TORONTO (Reuters) - Canada’s main stock index rose for a fifth straight session on Wednesday, hitting its highest point this year as gains for materials and energy stocks offset losses for financial and consumer names and railways.
Oil was steady, gold rebounded and several industrial metals also benefited from a “risk-on” attitude in financial markets that swept global shares and bond yields higher.
“You’re seeing some of the big risk factors dissipate, crude oil come back, the Chinese markets stabilize,” said Elvis Picardo, strategist at Global Securities in Vancouver.
“It helps the TSX because it’s so leveraged to global growth expectations,” he said.
The Toronto Stock Exchange's S&P/TSX composite index .GSPTSE ended up 35.83 points, or 0.28 percent, at 13,017.93. It was last above 13,000 on the last day of 2015.

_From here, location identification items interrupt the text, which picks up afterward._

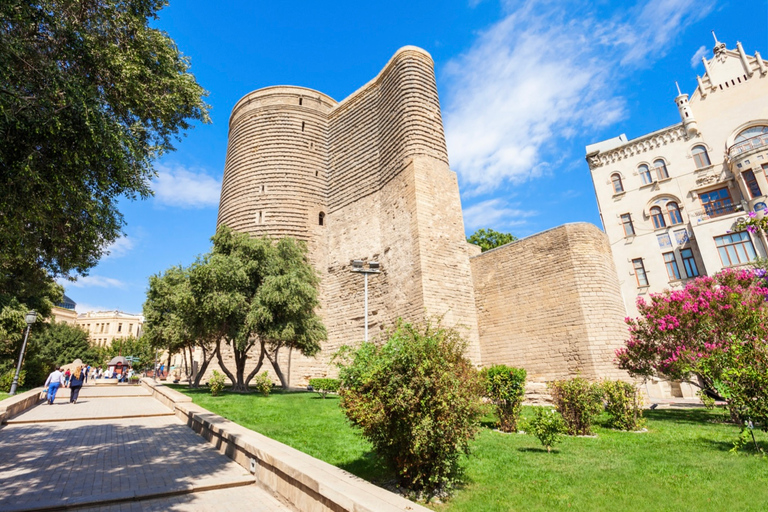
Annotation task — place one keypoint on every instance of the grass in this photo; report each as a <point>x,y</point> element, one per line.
<point>682,463</point>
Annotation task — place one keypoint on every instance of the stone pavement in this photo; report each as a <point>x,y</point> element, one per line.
<point>117,449</point>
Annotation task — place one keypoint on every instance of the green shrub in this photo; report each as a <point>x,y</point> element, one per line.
<point>6,379</point>
<point>216,383</point>
<point>547,426</point>
<point>624,405</point>
<point>579,402</point>
<point>505,387</point>
<point>325,386</point>
<point>417,399</point>
<point>262,383</point>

Energy stocks gained 2.1 percent and the materials sector, which includes precious and base metals miners and fertilizer companies, surged 3.4 percent, while six of the index’s 10 main groups fell.
Picardo said the index is approaching fair value as it tries to break above its 100-day moving average around 13,000.

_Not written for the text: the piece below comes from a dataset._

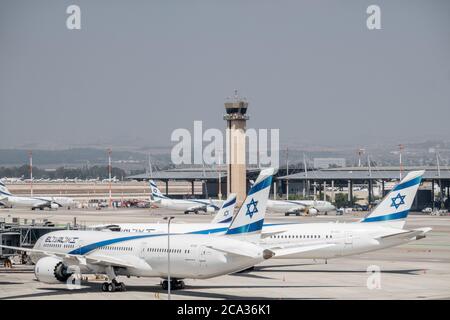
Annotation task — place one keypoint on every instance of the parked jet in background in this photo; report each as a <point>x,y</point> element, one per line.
<point>33,202</point>
<point>221,220</point>
<point>186,205</point>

“Does it pull back? Does it go further up from here? It’s one of those inflection points that’s a little hard to call,” he said, suggesting further gains in oil and other commodity prices would be needed to keep resource stocks rising.

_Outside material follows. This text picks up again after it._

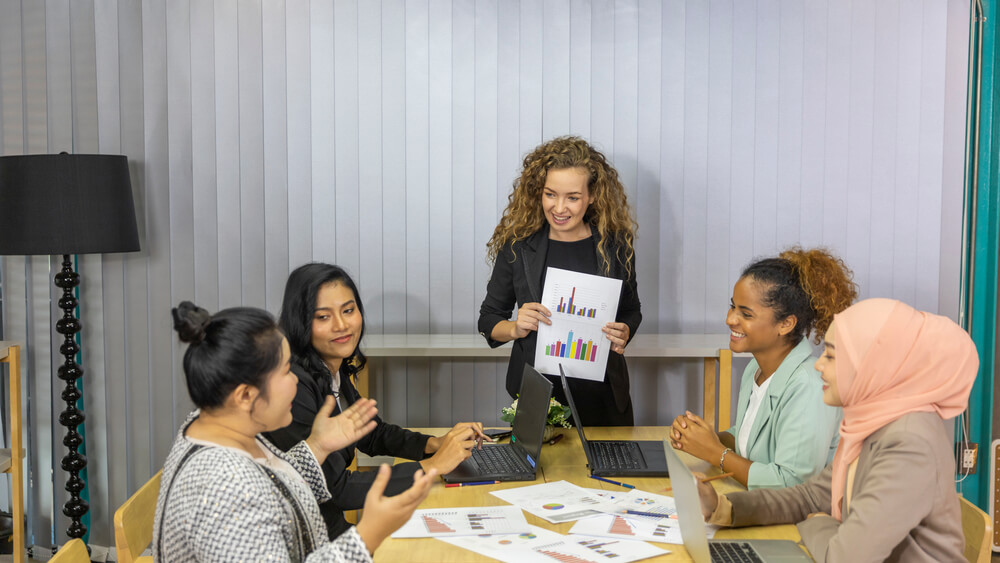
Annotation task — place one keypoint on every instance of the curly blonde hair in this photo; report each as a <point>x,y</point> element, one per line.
<point>814,285</point>
<point>609,211</point>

Canadian Natural Resources Ltd CNQ.TO, one of the country's largest energy companies, jumped 4.8 percent to C$30.17.
Shares of Potash Corp POT.TO rose 5.7 percent to C$24.49, while First Quantum Minerals FM.TO surged 27.6 percent to C$6.62 and Teck Resources Ltd TCKb.TO jumped 19.5 percent to C$9.51. Barrick Gold Corp ABX.TO gained 2.3 percent to C$18.23.
The financials group fell 0.4 percent, while industrials lost 0.7 percent.